California Gov. Jerry Brown continued his bid to make California the unofficial capital of Reality-Based America with his State of the State Address Tuesday, delivering a fiery speech that stopped a little short of declaring an open state of hostilities with That Man In The White House (the real speech starts at about the 20 minute point in the video above). It was pretty much a continuation of his December speech vowing to resist any federal efforts to cut funding for researching and fighting climate change. Brown made it abundantly clear he’s not going to let California go down the drain of Trumpism. For one thing, he’d object to wasting that water.
Brown started by reminding the state Assembly that California has, on its own, the world’s sixth-largest economy and that “One out of every eight Americans lives right here and 27 percent — almost eleven million — were born in a foreign land.” That diversity and openness to immigration, he said, help make the state “what it is today: vibrant, even turbulent, and a beacon of hope to the rest of the world.”
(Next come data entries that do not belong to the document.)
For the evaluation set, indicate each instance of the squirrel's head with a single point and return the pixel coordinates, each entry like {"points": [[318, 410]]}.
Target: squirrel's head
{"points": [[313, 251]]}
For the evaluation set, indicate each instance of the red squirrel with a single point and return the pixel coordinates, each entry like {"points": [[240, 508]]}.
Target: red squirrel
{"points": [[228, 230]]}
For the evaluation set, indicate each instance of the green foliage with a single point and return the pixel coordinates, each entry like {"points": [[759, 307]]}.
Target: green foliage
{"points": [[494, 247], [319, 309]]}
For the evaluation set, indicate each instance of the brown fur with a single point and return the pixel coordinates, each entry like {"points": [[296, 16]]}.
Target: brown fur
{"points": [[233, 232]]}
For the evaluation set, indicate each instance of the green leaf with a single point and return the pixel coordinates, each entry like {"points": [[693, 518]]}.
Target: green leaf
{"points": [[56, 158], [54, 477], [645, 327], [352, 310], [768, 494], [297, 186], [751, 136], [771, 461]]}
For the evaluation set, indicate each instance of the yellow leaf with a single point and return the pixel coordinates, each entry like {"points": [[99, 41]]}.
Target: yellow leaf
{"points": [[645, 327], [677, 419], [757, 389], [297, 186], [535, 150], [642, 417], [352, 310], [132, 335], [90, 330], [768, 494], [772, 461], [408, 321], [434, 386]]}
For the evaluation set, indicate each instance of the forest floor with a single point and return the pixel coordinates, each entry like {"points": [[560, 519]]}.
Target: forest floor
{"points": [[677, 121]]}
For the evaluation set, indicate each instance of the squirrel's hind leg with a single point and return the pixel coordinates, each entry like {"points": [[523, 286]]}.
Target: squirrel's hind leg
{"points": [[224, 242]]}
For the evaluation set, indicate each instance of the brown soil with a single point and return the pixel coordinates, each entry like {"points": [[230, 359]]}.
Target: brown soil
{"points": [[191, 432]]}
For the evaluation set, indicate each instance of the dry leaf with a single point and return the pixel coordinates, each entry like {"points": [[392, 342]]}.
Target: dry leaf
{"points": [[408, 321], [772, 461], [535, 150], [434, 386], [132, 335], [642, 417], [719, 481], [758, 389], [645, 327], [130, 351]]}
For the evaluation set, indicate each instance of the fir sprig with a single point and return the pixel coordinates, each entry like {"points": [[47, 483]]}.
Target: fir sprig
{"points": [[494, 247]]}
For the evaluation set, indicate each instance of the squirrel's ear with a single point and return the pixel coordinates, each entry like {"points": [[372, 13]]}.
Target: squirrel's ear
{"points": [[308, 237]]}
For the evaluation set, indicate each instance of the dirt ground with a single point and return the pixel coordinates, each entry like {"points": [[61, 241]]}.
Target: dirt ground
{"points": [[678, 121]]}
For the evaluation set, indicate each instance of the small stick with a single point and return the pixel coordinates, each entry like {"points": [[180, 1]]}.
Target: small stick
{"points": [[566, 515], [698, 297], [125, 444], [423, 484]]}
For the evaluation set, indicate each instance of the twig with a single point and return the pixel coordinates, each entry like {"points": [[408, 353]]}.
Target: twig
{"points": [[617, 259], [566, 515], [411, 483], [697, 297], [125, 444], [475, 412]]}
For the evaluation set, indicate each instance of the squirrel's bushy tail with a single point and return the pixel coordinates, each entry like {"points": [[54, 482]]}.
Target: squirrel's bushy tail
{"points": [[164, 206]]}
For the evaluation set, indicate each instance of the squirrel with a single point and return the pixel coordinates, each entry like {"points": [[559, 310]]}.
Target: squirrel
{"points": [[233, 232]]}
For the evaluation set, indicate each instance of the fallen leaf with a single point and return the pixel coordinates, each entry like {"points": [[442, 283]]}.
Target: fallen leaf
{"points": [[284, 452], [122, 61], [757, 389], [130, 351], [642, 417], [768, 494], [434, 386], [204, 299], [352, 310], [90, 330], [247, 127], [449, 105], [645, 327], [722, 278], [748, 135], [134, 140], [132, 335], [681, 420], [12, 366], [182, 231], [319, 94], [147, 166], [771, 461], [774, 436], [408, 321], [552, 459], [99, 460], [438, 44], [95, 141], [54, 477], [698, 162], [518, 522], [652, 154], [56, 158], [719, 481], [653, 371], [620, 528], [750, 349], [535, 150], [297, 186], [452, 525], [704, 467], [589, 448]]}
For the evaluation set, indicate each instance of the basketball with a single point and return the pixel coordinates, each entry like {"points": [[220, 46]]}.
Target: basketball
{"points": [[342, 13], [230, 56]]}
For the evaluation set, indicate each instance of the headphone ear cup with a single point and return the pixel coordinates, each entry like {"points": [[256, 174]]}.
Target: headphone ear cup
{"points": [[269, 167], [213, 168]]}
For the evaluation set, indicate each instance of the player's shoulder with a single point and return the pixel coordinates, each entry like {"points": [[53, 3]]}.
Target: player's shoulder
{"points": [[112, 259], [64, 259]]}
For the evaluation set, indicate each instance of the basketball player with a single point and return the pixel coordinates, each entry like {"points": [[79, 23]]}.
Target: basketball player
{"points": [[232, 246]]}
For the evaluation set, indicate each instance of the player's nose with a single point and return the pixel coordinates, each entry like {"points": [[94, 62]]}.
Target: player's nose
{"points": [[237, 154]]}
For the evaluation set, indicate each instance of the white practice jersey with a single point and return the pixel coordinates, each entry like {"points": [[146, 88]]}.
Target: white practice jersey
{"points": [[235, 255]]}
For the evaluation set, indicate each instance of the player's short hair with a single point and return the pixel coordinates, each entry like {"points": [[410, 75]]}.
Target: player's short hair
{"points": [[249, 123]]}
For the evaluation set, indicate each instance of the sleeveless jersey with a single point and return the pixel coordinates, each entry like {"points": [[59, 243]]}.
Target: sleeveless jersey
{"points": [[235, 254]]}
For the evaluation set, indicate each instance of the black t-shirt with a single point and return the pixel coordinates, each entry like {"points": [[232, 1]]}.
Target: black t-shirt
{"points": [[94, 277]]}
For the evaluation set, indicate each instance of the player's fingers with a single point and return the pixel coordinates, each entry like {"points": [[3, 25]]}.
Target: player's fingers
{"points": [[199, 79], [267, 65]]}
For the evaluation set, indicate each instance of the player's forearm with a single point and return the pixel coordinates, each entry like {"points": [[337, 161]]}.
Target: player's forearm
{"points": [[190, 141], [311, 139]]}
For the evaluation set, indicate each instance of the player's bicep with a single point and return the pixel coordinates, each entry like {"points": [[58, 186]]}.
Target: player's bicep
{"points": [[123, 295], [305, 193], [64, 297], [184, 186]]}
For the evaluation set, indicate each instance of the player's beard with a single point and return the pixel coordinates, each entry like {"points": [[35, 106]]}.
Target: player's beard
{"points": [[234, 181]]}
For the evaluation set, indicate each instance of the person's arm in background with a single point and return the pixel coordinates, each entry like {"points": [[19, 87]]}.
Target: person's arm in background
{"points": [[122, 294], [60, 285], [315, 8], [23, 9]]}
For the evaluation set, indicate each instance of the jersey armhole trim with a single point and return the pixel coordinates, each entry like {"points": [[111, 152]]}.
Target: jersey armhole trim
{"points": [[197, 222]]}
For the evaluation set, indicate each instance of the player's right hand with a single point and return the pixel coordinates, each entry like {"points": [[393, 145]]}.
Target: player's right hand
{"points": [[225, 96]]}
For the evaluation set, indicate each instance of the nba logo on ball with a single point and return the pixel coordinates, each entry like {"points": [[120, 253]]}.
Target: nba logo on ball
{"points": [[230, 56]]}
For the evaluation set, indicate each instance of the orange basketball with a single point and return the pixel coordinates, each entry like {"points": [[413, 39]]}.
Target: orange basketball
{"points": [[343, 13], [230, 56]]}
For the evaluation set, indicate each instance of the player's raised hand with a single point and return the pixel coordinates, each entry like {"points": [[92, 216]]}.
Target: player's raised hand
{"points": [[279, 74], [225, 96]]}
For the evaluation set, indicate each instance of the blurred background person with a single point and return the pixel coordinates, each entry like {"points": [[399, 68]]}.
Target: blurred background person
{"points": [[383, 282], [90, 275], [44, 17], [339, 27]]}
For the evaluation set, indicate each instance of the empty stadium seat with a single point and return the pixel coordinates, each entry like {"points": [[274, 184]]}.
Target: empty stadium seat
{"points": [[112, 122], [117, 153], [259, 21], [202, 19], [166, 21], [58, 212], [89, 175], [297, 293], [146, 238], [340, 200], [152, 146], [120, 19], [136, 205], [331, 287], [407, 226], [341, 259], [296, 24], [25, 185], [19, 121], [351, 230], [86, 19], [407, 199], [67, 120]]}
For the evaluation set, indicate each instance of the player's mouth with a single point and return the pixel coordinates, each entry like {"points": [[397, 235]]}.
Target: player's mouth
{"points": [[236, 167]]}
Then Brown turned toward national themes:
“This morning, it’s hard for me to keep my thoughts just on California,” Brown said. “We’ve seen the bald assertion of ‘alternative facts,’ whatever those are. We’ve heard the blatant attacks on science. Familiar signposts of our democracy — truth, civility, working together — have been obscured or even swept aside.”
But Brown was encouraged by the day of record-setting protests that followed Donald Trump’s inauguration:
[In] cities across the country, we also witnessed a vast and inspiring fervor that is stirring in the land. Democracy doesn’t come from the top; it starts and spreads in the hearts of the people. And in the hearts of Americans, our core principles are as strong as ever.
In a nice turn on the overused “American Exceptionalism,” Brown praised the state’s commitment to “the basic principles that have made California the Great Exception that it is.” (Turns out that “Great Exception” is a thing; it comes from the title of a 1949 book about the state).
Brown anticipated President Trump’s expected action to defund “sanctuary cities,” saying that while he recognized federal supremacy in setting and enforcing immigration law, the state isn’t about to abandon the measures it’s passed to protect undocumented immigrants, so get ready for some lawsuits:
We may be called upon to defend those laws and defend them we will. And let me be clear: We will defend everybody – every man, woman and child – who has come here for a better life and has contributed to the well-being of our state.
Brown also pledged to fight repeal of the Affordable Care Act, noting that over five million Californians now have coverage who didn’t before the ACA, and promised to join other governors in protecting health care. He also repeated his commitment to renewable energy and fighting climate change, and to support a plan to cut California’s greenhouse gas emissions to 40 percent below 1990 levels by 2030, which would put the state well ahead of national goals Barack Obama had agreed to before Trump took office. Politico notes that during confirmation hearings last week, Trump’s designee to head the EPA, Scott Pruitt, wouldn’t rule out the possibility that “the administration could seek to undermine California’s vehicle emission standards, a central piece of the state’s environmental agenda.” You know, because it’s bad for America if one state has cleaner air.
“Whatever they do in Washington, they can’t change the facts,” Brown said. “And these are the facts: The climate is changing, the temperatures are rising, and so are the oceans. Natural habitats everywhere are under stress.”
Brown said “the world knows this” and that states and other countries can work to reduce greenhouse gas emissions regardless of federal policy.
Now, if Trump wants to help pay for infrastructure, Brown wouldn’t say no. A state that generates as much tax revenue for the country can certainly argue it should get a good chunk of it back.
One thing Brown may not want to be too public about, unless he really wants to get into a fight with Trump: In the most recent polling, done back in September, Brown’s approval rating was at 60 percent, and we’d be willing to bet it will be even higher thanks to his taking on Trump. Brown can feel good about that without rubbing Trump’s face in it, we suppose.